I’ve called Peter Greenaway my favorite filmmaker for quite a few years now. There was a time, 20 years ago, when he could’ve been Great Britain’s answer to David Lynch. But like Lynch, he has since gone too far up his method and most of his work borderlines self-parody nowadays. His whole thing has always been that cinema is dead and we need to reinvent it, a theory which I half-agree with. He takes it too far by making outrageous suggestions like, “get rid of the camera,” or making polarizing sound bytes like, “Bill Viola is worth ten Scorseses,” which only hurt is cause even more. But if you actually look at the state of the film industry, he’s absolutely right.

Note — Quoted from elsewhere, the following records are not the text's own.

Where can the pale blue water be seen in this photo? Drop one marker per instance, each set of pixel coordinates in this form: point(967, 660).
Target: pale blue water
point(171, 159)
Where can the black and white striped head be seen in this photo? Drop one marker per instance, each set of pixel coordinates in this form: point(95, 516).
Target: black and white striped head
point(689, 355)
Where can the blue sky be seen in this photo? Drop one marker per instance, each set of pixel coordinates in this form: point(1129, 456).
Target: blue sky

In America all the major art forms feel frozen by the corporate control. Films are mostly boring; we now have some talented people making blockbusters like Christopher Nolan and Jon Favreau but little in the way of creativity. Nobody reads novels anymore except for airline pulp like The DaVinci Code. Broadway is completely dead thanks to Disney and Andrew Lloyd Weber. And the music industry? Forget it. It isn’t even worth talking about. Just watch this video of those hacks Maroon 5 bitch about having to compose a forgettable mainstream single and proceed to do it anyway, not realizing they’re part of the fucking problem:

It seems like all the great art still coming out of America is by already established names. I read about the New Hollywood period of the 1970s, the short-lived rise of “independent filmmaking” in the 1990s, and it just depresses me how corporate flunkies are so afraid of art and risk that they’ll do anything to smother it. At least the fascistic moguls of Hollywood’s Golden Age knew what they wanted and didn’t rely on bullshit market research or focus groups.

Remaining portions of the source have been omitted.